The first session was on food waste. It has doubled since 1970, said Rachel Schichtl, assistant professor at the University of Central Arkansas. Wasted food is defined as discarded edible food. The average American family of four wastes 21 pounds of food valued at $190 per month. This is not acceptable in a country where 48 million people report being food insecure, she said, and it’s a waste of the resources used to grow that food. She offered tips to reduce waste and urged the audience to include eliminating food waste as part of their educational programs. She recommended www.stilltasty.com, a shelf life guide website, as a reliable source for storing food safely.
After a recitation of “I Got Flowers Today” by the Human Development and Family Studies (HDFS) Club and a dramatic fashion presentation by Twisted Kreations dedicated to battered women, participants went on a community walk to the UAPB Bell Tower where they released purple balloons and checked out displays by groups helping those battling domestic abuse.
Conferees heard the domestic violence survivor’s story of Cathy Young, an author, artist and UAPB student. The author of poetry, books, screen plays and children’s books credited UAPB with having “done so much for me.” She said that writing gives you a voice beyond your own voice.” To find time to be as prolific as she is, she said she has reduced her work week to two days a week. Her books are available at Barnes & Noble and on Amazon.
“So many authors nowadays must do a lot of self-promotion,” she said. Young, who was a teenage mom, was married at age 18 to a man nearly twice her age who was very “controlling.”
Megan Golliver, a Harding University student from St. Louis, is a different survivor. After undergoing many extensive surgeries because of a severe automobile accident, she used her leadership class assignment to incorporate one’s major into a positive leadership role to regain her identity. She thought of the many children who have never had a chance to have an identity because of life threatening illnesses. After going on rounds with doctors at St. Jude Children’s Hospital, she designed a clothing line for children as an alternative to hospital gowns.
Eleanor Wheeler, Arkansas Advocates for Children, and Dr. Marilyn Bailey-Jefferson, UAPB Child Development Center-Early Head Start executive director, discussed the role of advocacy to insure that children reach their full potential and the dangers of using state averages. Arkansas enjoys a low unemployment rate, less than 5 percent, yet many counties have a rate of 10 percent. The national child poverty rate in the U.S. is 22 percent; in Arkansas, 26 percent; yet in some counties it is as high as 50 percent. Both agreed there is a connection between education and economics.
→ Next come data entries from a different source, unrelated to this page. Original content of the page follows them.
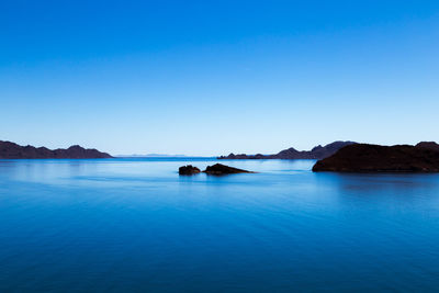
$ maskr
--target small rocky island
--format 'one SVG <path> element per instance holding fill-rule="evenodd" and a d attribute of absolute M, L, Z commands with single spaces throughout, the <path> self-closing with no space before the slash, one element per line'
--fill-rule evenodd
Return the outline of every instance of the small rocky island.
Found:
<path fill-rule="evenodd" d="M 46 147 L 20 146 L 11 142 L 0 140 L 0 159 L 104 159 L 112 158 L 106 153 L 94 148 L 86 149 L 71 146 L 67 149 L 48 149 Z"/>
<path fill-rule="evenodd" d="M 207 166 L 207 168 L 203 171 L 207 174 L 236 174 L 236 173 L 254 173 L 251 171 L 225 166 L 223 164 L 215 164 L 213 166 Z"/>
<path fill-rule="evenodd" d="M 200 169 L 192 165 L 187 165 L 179 168 L 179 174 L 191 176 L 198 173 L 200 173 Z M 213 166 L 207 166 L 207 168 L 203 171 L 203 173 L 221 176 L 221 174 L 254 173 L 254 172 L 225 166 L 222 164 L 215 164 Z"/>
<path fill-rule="evenodd" d="M 379 146 L 356 144 L 317 161 L 314 172 L 439 172 L 439 145 Z"/>
<path fill-rule="evenodd" d="M 179 174 L 198 174 L 201 170 L 192 165 L 182 166 L 179 168 Z"/>

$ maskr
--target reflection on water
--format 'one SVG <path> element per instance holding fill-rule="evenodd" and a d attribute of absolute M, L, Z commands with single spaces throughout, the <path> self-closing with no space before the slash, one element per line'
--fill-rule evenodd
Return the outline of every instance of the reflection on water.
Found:
<path fill-rule="evenodd" d="M 431 291 L 439 176 L 311 160 L 0 160 L 0 291 Z"/>

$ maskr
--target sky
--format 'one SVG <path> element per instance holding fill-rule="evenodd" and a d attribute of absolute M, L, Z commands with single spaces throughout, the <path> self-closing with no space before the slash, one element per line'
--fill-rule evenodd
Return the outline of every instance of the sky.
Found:
<path fill-rule="evenodd" d="M 112 155 L 439 140 L 439 1 L 0 0 L 0 105 Z"/>

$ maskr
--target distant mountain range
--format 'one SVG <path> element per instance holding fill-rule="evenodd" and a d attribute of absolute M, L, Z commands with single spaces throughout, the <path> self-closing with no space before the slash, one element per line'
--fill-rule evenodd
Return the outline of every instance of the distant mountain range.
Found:
<path fill-rule="evenodd" d="M 183 158 L 185 155 L 147 154 L 147 155 L 117 155 L 120 158 Z"/>
<path fill-rule="evenodd" d="M 86 149 L 78 145 L 67 149 L 48 149 L 46 147 L 20 146 L 11 142 L 0 140 L 0 159 L 103 159 L 112 158 L 106 153 L 94 148 Z"/>
<path fill-rule="evenodd" d="M 334 142 L 331 144 L 328 144 L 326 146 L 316 146 L 312 150 L 296 150 L 295 148 L 291 147 L 289 149 L 284 149 L 279 151 L 278 154 L 274 155 L 246 155 L 246 154 L 240 154 L 240 155 L 234 155 L 230 154 L 228 156 L 221 156 L 218 159 L 227 159 L 227 160 L 239 160 L 239 159 L 324 159 L 327 158 L 340 148 L 349 145 L 357 144 L 354 142 Z"/>

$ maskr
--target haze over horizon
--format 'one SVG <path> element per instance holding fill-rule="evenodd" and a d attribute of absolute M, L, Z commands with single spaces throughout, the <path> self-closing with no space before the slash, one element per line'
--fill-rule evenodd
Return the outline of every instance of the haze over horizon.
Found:
<path fill-rule="evenodd" d="M 0 27 L 0 140 L 200 156 L 439 140 L 438 1 L 3 1 Z"/>

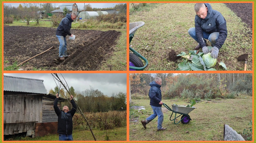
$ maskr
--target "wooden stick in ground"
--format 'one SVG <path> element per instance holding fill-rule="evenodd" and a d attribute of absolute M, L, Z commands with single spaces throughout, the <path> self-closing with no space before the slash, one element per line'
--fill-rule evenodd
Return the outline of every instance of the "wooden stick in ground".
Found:
<path fill-rule="evenodd" d="M 68 93 L 68 94 L 70 96 L 71 95 L 71 94 L 70 94 L 69 90 L 68 90 L 66 88 L 66 85 L 65 85 L 62 82 L 62 81 L 61 80 L 60 77 L 59 77 L 59 76 L 58 75 L 57 73 L 51 73 L 51 74 L 53 75 L 53 77 L 54 78 L 56 79 L 56 80 L 57 80 L 58 81 L 60 82 L 60 83 L 61 83 L 61 84 L 62 84 L 62 85 L 64 87 L 64 88 L 66 90 L 66 91 L 67 92 L 67 93 Z M 55 75 L 55 76 L 54 76 L 54 74 Z M 67 84 L 66 86 L 67 87 L 68 87 L 68 85 L 67 85 L 67 83 L 66 83 L 66 81 L 65 78 L 64 78 L 64 77 L 63 77 L 63 78 L 64 79 L 64 80 L 66 82 L 66 84 Z M 95 138 L 95 136 L 94 136 L 94 134 L 93 134 L 93 132 L 92 132 L 92 129 L 91 129 L 91 126 L 90 126 L 90 124 L 89 124 L 89 122 L 88 122 L 87 119 L 85 117 L 85 116 L 84 115 L 84 114 L 83 113 L 83 111 L 82 111 L 82 109 L 81 109 L 80 107 L 77 105 L 77 103 L 76 101 L 75 100 L 75 99 L 74 98 L 73 98 L 73 100 L 74 100 L 74 102 L 75 102 L 75 104 L 76 105 L 76 106 L 77 106 L 76 111 L 77 111 L 77 112 L 80 113 L 81 114 L 81 115 L 82 116 L 82 117 L 86 121 L 86 123 L 87 124 L 87 126 L 88 126 L 89 128 L 90 129 L 90 131 L 91 131 L 91 133 L 92 133 L 92 136 L 93 137 L 93 138 L 94 139 L 94 140 L 95 141 L 97 141 L 96 139 Z M 67 101 L 70 102 L 70 101 L 69 101 L 69 100 L 67 100 Z"/>
<path fill-rule="evenodd" d="M 35 55 L 35 56 L 34 56 L 34 57 L 32 57 L 32 58 L 29 58 L 29 59 L 27 59 L 27 60 L 26 60 L 26 61 L 25 61 L 23 62 L 22 63 L 20 63 L 20 64 L 19 64 L 19 65 L 17 65 L 17 67 L 18 67 L 18 66 L 19 66 L 19 65 L 21 65 L 21 64 L 23 64 L 24 63 L 25 63 L 25 62 L 27 62 L 27 61 L 28 61 L 28 60 L 31 60 L 31 59 L 33 59 L 33 58 L 35 58 L 35 57 L 36 57 L 36 56 L 39 56 L 39 55 L 41 55 L 41 54 L 43 54 L 43 53 L 45 53 L 45 52 L 47 52 L 47 51 L 48 51 L 48 50 L 50 50 L 51 49 L 52 49 L 53 47 L 54 47 L 54 46 L 52 46 L 52 47 L 51 47 L 51 48 L 49 48 L 49 49 L 48 49 L 48 50 L 47 50 L 46 51 L 44 51 L 44 52 L 42 52 L 42 53 L 40 53 L 40 54 L 37 54 L 37 55 Z"/>

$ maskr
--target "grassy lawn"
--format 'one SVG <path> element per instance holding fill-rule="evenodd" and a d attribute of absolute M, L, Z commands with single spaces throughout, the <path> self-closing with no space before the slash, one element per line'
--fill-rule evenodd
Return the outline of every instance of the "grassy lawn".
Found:
<path fill-rule="evenodd" d="M 178 99 L 162 101 L 171 108 L 173 104 L 188 104 Z M 132 100 L 132 102 L 130 107 L 144 106 L 145 109 L 129 109 L 130 141 L 223 141 L 224 124 L 229 125 L 242 135 L 244 129 L 249 127 L 248 123 L 253 116 L 251 96 L 239 99 L 213 100 L 197 103 L 194 106 L 196 108 L 189 114 L 192 120 L 188 124 L 175 124 L 169 120 L 172 112 L 163 106 L 163 127 L 167 129 L 157 132 L 157 117 L 147 125 L 145 130 L 140 123 L 140 120 L 144 120 L 153 112 L 149 99 Z M 137 120 L 131 122 L 134 119 Z M 180 117 L 178 119 L 180 119 Z"/>
<path fill-rule="evenodd" d="M 93 130 L 93 134 L 97 141 L 126 141 L 127 129 L 125 127 L 116 128 L 112 130 L 106 131 Z M 108 138 L 107 137 L 107 133 Z M 84 130 L 73 130 L 73 139 L 74 141 L 94 141 L 90 131 Z M 9 140 L 10 141 L 59 141 L 58 135 L 49 135 L 43 137 L 31 138 L 26 137 L 25 138 L 17 138 Z"/>
<path fill-rule="evenodd" d="M 252 30 L 225 4 L 211 5 L 223 15 L 228 29 L 228 36 L 220 50 L 217 63 L 223 62 L 228 71 L 243 70 L 244 62 L 238 62 L 237 58 L 248 54 L 247 70 L 253 70 Z M 178 55 L 193 50 L 197 43 L 188 31 L 194 27 L 194 5 L 190 3 L 148 3 L 135 10 L 130 4 L 129 22 L 145 22 L 130 43 L 148 61 L 145 70 L 175 71 L 183 60 L 176 62 L 168 60 L 171 51 Z M 218 64 L 213 68 L 223 70 Z"/>

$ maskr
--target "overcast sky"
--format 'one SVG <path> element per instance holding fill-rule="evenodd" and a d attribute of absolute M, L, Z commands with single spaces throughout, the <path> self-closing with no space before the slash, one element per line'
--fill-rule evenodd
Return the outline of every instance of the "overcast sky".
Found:
<path fill-rule="evenodd" d="M 51 73 L 4 73 L 3 75 L 44 80 L 48 93 L 56 86 Z M 109 96 L 120 92 L 127 93 L 126 73 L 62 73 L 62 75 L 69 88 L 73 86 L 75 91 L 84 91 L 90 89 L 91 86 Z M 58 73 L 58 76 L 62 79 L 60 73 Z"/>
<path fill-rule="evenodd" d="M 17 7 L 19 6 L 19 4 L 22 4 L 23 3 L 8 3 L 5 2 L 4 4 L 8 4 L 10 6 L 14 6 Z M 62 5 L 63 3 L 52 3 L 53 7 L 60 7 L 60 5 Z M 92 8 L 109 8 L 109 7 L 114 7 L 116 5 L 120 3 L 78 3 L 76 2 L 76 5 L 77 5 L 77 7 L 78 7 L 78 9 L 79 10 L 82 10 L 83 9 L 83 7 L 84 4 L 90 4 L 92 6 Z M 23 6 L 23 5 L 22 5 Z"/>

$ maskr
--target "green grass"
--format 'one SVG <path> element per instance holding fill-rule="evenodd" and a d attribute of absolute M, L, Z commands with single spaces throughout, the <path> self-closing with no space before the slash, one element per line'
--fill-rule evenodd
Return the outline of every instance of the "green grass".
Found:
<path fill-rule="evenodd" d="M 241 99 L 202 100 L 194 106 L 196 108 L 189 113 L 192 120 L 188 124 L 174 124 L 169 120 L 172 112 L 163 106 L 163 127 L 167 129 L 157 132 L 157 117 L 147 125 L 145 130 L 140 123 L 140 120 L 152 113 L 149 99 L 132 100 L 132 102 L 130 107 L 142 106 L 145 107 L 145 109 L 139 111 L 130 109 L 130 120 L 139 118 L 137 122 L 129 123 L 130 141 L 223 141 L 224 124 L 229 125 L 242 135 L 252 120 L 252 97 Z M 188 104 L 179 99 L 164 100 L 163 102 L 171 108 L 173 104 Z"/>
<path fill-rule="evenodd" d="M 34 21 L 32 20 L 32 21 Z M 22 20 L 14 20 L 13 23 L 12 24 L 6 24 L 10 26 L 33 26 L 33 27 L 52 27 L 52 24 L 51 24 L 51 21 L 48 21 L 45 20 L 40 20 L 39 21 L 39 24 L 37 25 L 36 21 L 31 22 L 29 23 L 29 25 L 27 25 L 27 23 L 24 22 L 24 21 Z"/>
<path fill-rule="evenodd" d="M 145 25 L 136 32 L 130 44 L 148 61 L 145 70 L 175 71 L 182 60 L 174 62 L 168 59 L 172 50 L 177 54 L 188 53 L 197 45 L 189 36 L 189 29 L 194 27 L 194 3 L 148 3 L 147 6 L 131 11 L 129 22 L 143 21 Z M 220 49 L 217 62 L 223 62 L 228 71 L 243 70 L 244 62 L 237 58 L 248 54 L 247 70 L 253 70 L 252 31 L 224 3 L 211 3 L 227 21 L 228 36 Z M 148 7 L 150 7 L 149 9 Z M 207 40 L 208 41 L 208 40 Z M 209 41 L 208 43 L 210 43 Z M 200 50 L 201 51 L 201 49 Z M 223 70 L 216 64 L 217 70 Z"/>
<path fill-rule="evenodd" d="M 106 141 L 107 132 L 108 136 L 108 141 L 126 141 L 127 129 L 125 127 L 116 128 L 112 130 L 107 131 L 100 131 L 97 130 L 93 130 L 93 134 L 97 141 Z M 90 131 L 84 130 L 73 130 L 73 139 L 74 141 L 94 141 L 94 139 Z M 26 137 L 9 139 L 10 141 L 59 141 L 58 135 L 49 135 L 43 137 L 31 138 Z"/>

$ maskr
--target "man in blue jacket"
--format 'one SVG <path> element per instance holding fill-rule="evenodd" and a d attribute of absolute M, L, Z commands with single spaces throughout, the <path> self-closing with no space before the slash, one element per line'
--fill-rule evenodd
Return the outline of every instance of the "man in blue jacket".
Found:
<path fill-rule="evenodd" d="M 54 101 L 54 108 L 58 116 L 58 131 L 59 141 L 73 141 L 73 122 L 72 118 L 76 111 L 76 105 L 73 100 L 73 96 L 70 96 L 70 102 L 73 107 L 69 111 L 68 107 L 64 106 L 61 110 L 58 107 L 59 95 L 56 94 Z"/>
<path fill-rule="evenodd" d="M 66 36 L 69 35 L 73 36 L 73 35 L 70 33 L 71 24 L 76 18 L 76 14 L 72 13 L 67 13 L 66 17 L 62 19 L 60 23 L 57 31 L 56 31 L 56 36 L 60 41 L 60 47 L 59 49 L 59 57 L 60 60 L 63 61 L 65 58 L 68 57 L 66 52 Z"/>
<path fill-rule="evenodd" d="M 194 49 L 202 48 L 204 54 L 211 52 L 211 56 L 216 59 L 228 35 L 226 20 L 220 12 L 212 9 L 209 3 L 197 3 L 194 10 L 195 27 L 189 30 L 190 35 L 198 43 Z M 210 50 L 205 39 L 211 43 L 213 48 Z"/>
<path fill-rule="evenodd" d="M 153 113 L 145 120 L 141 121 L 143 126 L 146 128 L 146 125 L 148 124 L 151 121 L 154 119 L 157 116 L 158 116 L 157 120 L 157 131 L 166 130 L 162 127 L 162 124 L 164 121 L 164 114 L 162 112 L 162 93 L 160 87 L 162 85 L 162 79 L 157 77 L 155 81 L 150 82 L 150 89 L 148 93 L 148 96 L 150 98 L 150 106 L 153 109 Z"/>

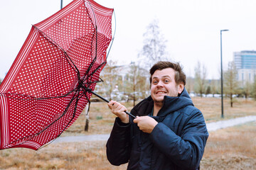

Through a slide presentation, Yunru Shen, a UAPB fashion instructor, showed the influence that European, Asian and African fashion designers have on the clothes we see not only on runways but that we wear.
Teki Hunt Winston, UAPB director of 4-H programs and School of Agriculture, Fisheries and Humans Sciences recruitment, will become state president of the Arkansas affiliate on
June 1. She will be followed by president-elect Dr. Marilyn Bailey-Jefferson. Rachel Luckett received a $1,000 education scholarship. Dr. Beth Wilson and Rebecca Teague received certificates of recognition for their years of service to Harding University.